Cool storage: no processing at all

Some crops keep for months with nothing but the right room. Onions and garlic want a warm, airy cure and then a cool, dry shelf; winter squash and potatoes want a cool, dark, humid spot. This is the least work of any method for the crops that suit it.

Not sure a crop is worth saving?

Some crops pay you back all winter; others waste your jars. Our crop-by-crop guide sorts the common garden vegetables by the one method that keeps each of them best, so you spend your effort where it counts. It is linked below.

Questions, answered straight

What is the easiest way to preserve vegetables?

Freezing. Most vegetables just need a quick blanch and a freezer bag, and the result stays close to fresh for 8 to 12 months. Canning and fermenting take more setup but give you shelf-stable jars.

How do you preserve vegetables without canning?

Freeze them, dry them, ferment them, quick-pickle them in the fridge, or cool-store the crops that keep on their own like onions, garlic, squash, and potatoes.

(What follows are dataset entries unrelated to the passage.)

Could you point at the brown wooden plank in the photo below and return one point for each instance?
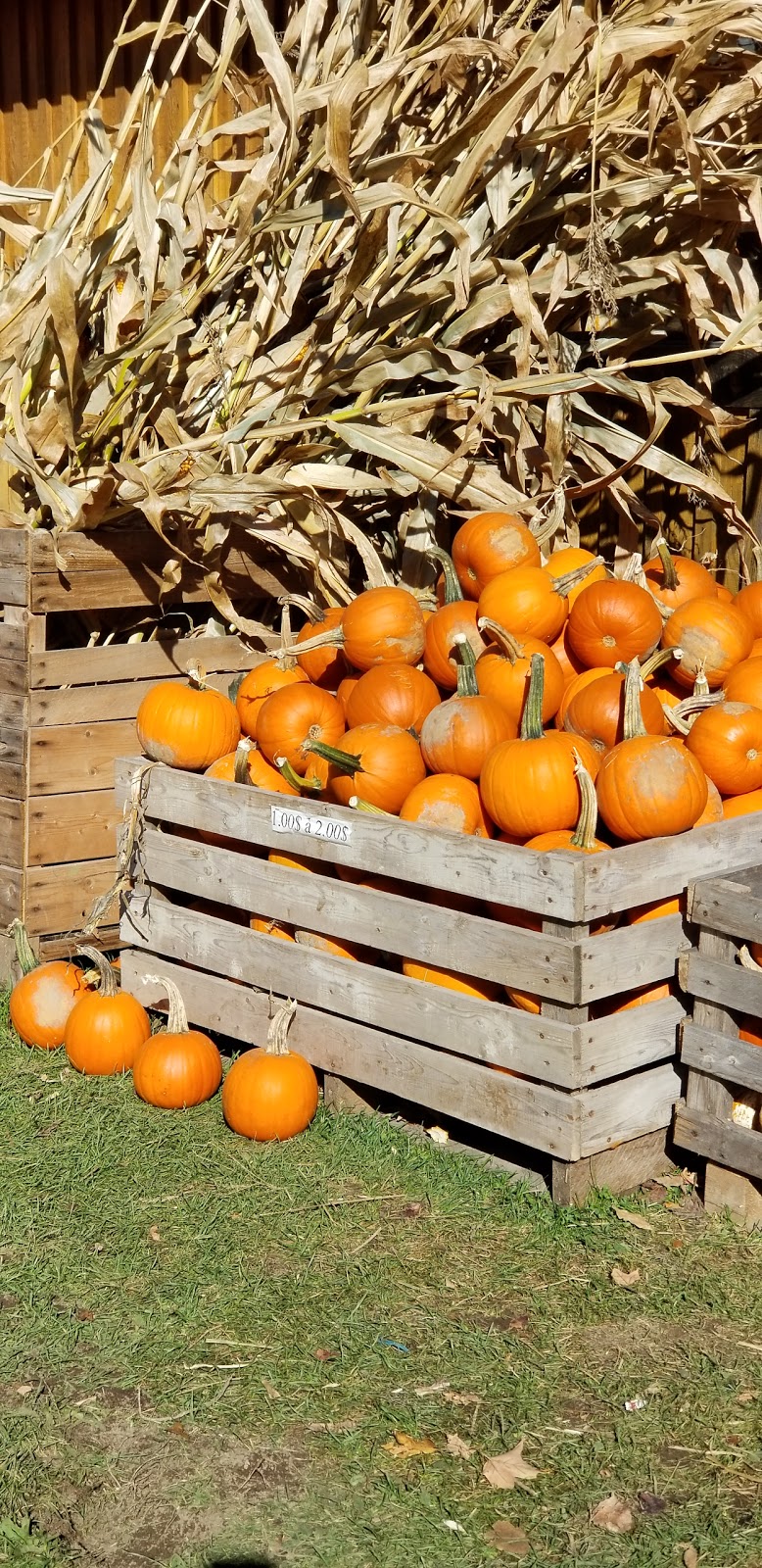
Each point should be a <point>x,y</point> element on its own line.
<point>77,757</point>
<point>451,1086</point>
<point>74,827</point>
<point>545,883</point>
<point>62,898</point>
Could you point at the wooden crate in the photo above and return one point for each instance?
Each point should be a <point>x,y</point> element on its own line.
<point>68,712</point>
<point>587,1084</point>
<point>723,1066</point>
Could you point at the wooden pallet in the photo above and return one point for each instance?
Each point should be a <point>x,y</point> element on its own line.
<point>722,1066</point>
<point>68,712</point>
<point>587,1087</point>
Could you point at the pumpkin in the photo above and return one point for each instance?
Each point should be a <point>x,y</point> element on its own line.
<point>529,786</point>
<point>179,1066</point>
<point>612,623</point>
<point>326,663</point>
<point>647,786</point>
<point>749,603</point>
<point>676,579</point>
<point>292,720</point>
<point>503,670</point>
<point>726,741</point>
<point>44,996</point>
<point>187,726</point>
<point>271,1094</point>
<point>107,1027</point>
<point>714,637</point>
<point>488,545</point>
<point>376,762</point>
<point>597,712</point>
<point>393,695</point>
<point>458,736</point>
<point>448,802</point>
<point>258,686</point>
<point>451,980</point>
<point>743,682</point>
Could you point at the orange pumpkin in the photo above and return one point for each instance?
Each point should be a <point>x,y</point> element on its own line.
<point>503,670</point>
<point>529,786</point>
<point>44,996</point>
<point>612,623</point>
<point>458,736</point>
<point>179,1066</point>
<point>271,1094</point>
<point>647,786</point>
<point>714,639</point>
<point>107,1027</point>
<point>676,579</point>
<point>397,695</point>
<point>258,686</point>
<point>187,726</point>
<point>726,741</point>
<point>488,545</point>
<point>448,802</point>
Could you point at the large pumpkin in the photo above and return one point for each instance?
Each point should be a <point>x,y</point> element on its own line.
<point>647,786</point>
<point>177,1066</point>
<point>271,1094</point>
<point>612,623</point>
<point>187,726</point>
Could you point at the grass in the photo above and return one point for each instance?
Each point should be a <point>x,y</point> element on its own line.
<point>206,1348</point>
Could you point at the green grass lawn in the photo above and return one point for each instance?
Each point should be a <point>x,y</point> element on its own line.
<point>208,1346</point>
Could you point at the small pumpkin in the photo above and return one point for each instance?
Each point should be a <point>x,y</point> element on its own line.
<point>187,725</point>
<point>44,996</point>
<point>458,736</point>
<point>271,1094</point>
<point>177,1066</point>
<point>612,623</point>
<point>107,1027</point>
<point>647,786</point>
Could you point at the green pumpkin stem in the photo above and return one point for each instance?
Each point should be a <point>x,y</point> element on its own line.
<point>453,593</point>
<point>23,945</point>
<point>634,725</point>
<point>466,665</point>
<point>584,836</point>
<point>532,717</point>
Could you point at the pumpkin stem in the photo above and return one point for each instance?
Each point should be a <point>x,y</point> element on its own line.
<point>671,580</point>
<point>242,760</point>
<point>585,831</point>
<point>466,665</point>
<point>634,725</point>
<point>23,945</point>
<point>278,1032</point>
<point>451,576</point>
<point>532,717</point>
<point>506,642</point>
<point>176,1018</point>
<point>104,969</point>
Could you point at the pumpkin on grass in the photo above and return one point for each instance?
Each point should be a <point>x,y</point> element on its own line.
<point>459,734</point>
<point>44,996</point>
<point>530,786</point>
<point>177,1066</point>
<point>271,1094</point>
<point>187,726</point>
<point>647,786</point>
<point>107,1027</point>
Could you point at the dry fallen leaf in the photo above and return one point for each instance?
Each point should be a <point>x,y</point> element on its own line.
<point>505,1470</point>
<point>621,1277</point>
<point>634,1219</point>
<point>458,1447</point>
<point>613,1515</point>
<point>508,1539</point>
<point>405,1447</point>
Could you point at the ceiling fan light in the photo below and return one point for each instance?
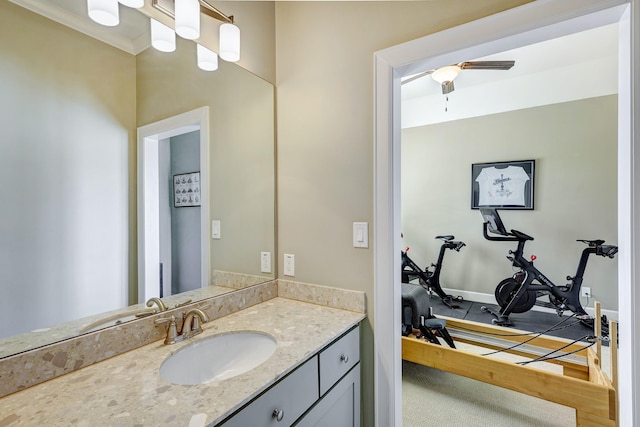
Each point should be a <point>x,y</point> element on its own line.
<point>163,38</point>
<point>187,14</point>
<point>446,74</point>
<point>229,42</point>
<point>136,4</point>
<point>104,12</point>
<point>207,59</point>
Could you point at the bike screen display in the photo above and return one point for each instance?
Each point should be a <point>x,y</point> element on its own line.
<point>493,220</point>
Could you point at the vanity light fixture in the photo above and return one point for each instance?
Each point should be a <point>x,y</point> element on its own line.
<point>163,38</point>
<point>207,59</point>
<point>229,47</point>
<point>104,12</point>
<point>187,17</point>
<point>229,42</point>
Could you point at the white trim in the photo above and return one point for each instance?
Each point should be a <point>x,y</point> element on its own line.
<point>148,137</point>
<point>535,21</point>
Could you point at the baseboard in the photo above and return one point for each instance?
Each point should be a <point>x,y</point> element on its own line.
<point>490,299</point>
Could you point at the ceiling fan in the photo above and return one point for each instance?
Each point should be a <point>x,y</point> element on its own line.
<point>445,75</point>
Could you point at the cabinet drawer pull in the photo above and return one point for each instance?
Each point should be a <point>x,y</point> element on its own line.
<point>278,415</point>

Only shelf-stable jars require canning.

Which preservation method keeps the most nutrients?

Freezing generally keeps the most, because it is fast and low-heat. Fermenting adds live cultures. Canning and long air-drying lose a little more to heat and time, though all of them beat letting the harvest rot.

Do I need special equipment to preserve vegetables?

Not for most methods. Freezing needs only bags and a freezer; drying can be done with air or an oven; pickling and fermenting need jars. Only shelf-stable canning needs a water-bath or pressure canner.

How long do preserved vegetables last?

It depends on the method: canned 12 to 18 months, frozen 8 to 12 months, dried about a year, fermented several months cold, quick pickles a few weeks to months, and cool-stored crops 1 to 6 months.